Hydraulic Failures Aren’t Random; They’re a Maintenance Strategy Problem

Hydraulic systems rarely fail without warning; they happen when warning signs are ignored. 

In most facilities, breakdowns are the result of gradual, compounding issues – contamination, moisture, heat, and wear – that develop over time and go unaddressed until a component can no longer maintain functional integrity. When that happens, the response is urgent and expensive, and the root causes often remain in place.

The difference between predictable uptime and chronic downtime is almost always tied to how hydraulic systems are maintained.

How Maintenance Strategy Defines Reliability

Across manufacturing, hydraulic maintenance spans a wide spectrum. At one end are operations that run equipment until failure. At the other end are facilities that intentionally design failure out of the system through disciplined cleanliness control, monitoring, and proactive fluid care. 

Understanding where a system sits on the maintenance spectrum is the first step toward improving reliability and controlling cost.

At the most basic level is breakdown (reactive) maintenance. In this environment, pumps, valves, and cylinders are left in service until they fail. Repairs are unplanned, downtime is unavoidable, and the response is chaotic. Contamination is frequently blamed after the fact but rarely controlled in advance. This common approach is the most expensive way to maintain hydraulic equipment over time.

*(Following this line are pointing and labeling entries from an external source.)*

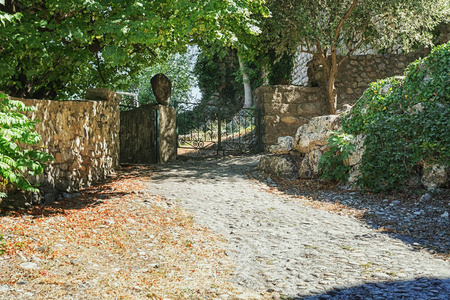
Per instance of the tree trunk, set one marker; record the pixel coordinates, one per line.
(332, 94)
(331, 89)
(248, 99)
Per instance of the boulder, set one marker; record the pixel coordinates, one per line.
(435, 176)
(309, 167)
(284, 145)
(315, 134)
(162, 88)
(280, 165)
(354, 174)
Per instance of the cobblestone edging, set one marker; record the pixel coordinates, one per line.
(298, 251)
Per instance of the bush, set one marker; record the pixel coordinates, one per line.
(406, 121)
(16, 130)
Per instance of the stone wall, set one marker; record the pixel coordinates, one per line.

Scheduled (time-based) maintenance is a step forward, increasing operational performance by 28 percent. Components are serviced or replaced at fixed intervals, often based on OEM recommendations. This introduces predictability, but it does not account for real operating conditions. Systems running in dirty environments or at higher pressures may degrade faster than the schedule anticipates, while other components are replaced long before their useful life is exhausted.

Condition monitoring and predictive maintenance add a critical layer of intelligence that enhances operational performance an additional 16 percent beyond scheduled programs, for a combined gain of roughly 44 percent over reactive maintenance. Instead of relying on time alone, maintenance decisions are informed by data for particle counts, moisture levels, temperature trends, viscosity changes, and wear metals. Tracking these parameters over time exposes early warning signs long before a system fails. Manufacturers should target their maintenance programs to at least this level. 

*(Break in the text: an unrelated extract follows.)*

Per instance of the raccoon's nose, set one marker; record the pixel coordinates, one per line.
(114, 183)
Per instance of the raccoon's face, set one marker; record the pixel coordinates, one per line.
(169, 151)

The highest level of maintenance maturity is proactive preventative maintenance. The emphasis shifts from detecting failure to eliminating the conditions that cause failure. Cleanliness control, moisture exclusion, proper filtration design, and stable operating temperatures become standard practice. Manufacturers that fully adopt proactive preventative maintenance achieve up to an astonishing 99% improvement in operational performance compared to breakdown maintenance.

Where a system falls on this spectrum ultimately determines both reliability outcomes and the true cost of operation.

Substantial Financial Implications

When downtime occurs, is the real cost fully understood or only the repair cost?

Unplanned downtime disrupts production schedules, strains maintenance resources, and can ripple through supply chains. In large manufacturing environments, even a few hours of downtime can translate into significant revenue loss.

In most cases, the costs traced to downtime originate long before the failure itself. Contamination control sits at the center of this discussion. Solid particulates, moisture, air ingress, and oxidation byproducts all accelerate wear and degrade fluid performance. Early indicators such as darkening fluid, rising temperatures, or increasing filter differential pressure are often visible long before failure.

Effective preventative maintenance addresses this by limiting ingress at every point, from proper filtration and clean fluid handling to sealed reservoirs and desiccant breathers that manage moisture and airborne contaminants.

Fluid chemistry also plays a decisive role. Oxidation, thermal stress, and additive depletion shorten fluid life if operating conditions are not controlled. Proactive programs rely on routine sampling and laboratory analysis to establish baseline fluid integrity and identify abnormal trends early.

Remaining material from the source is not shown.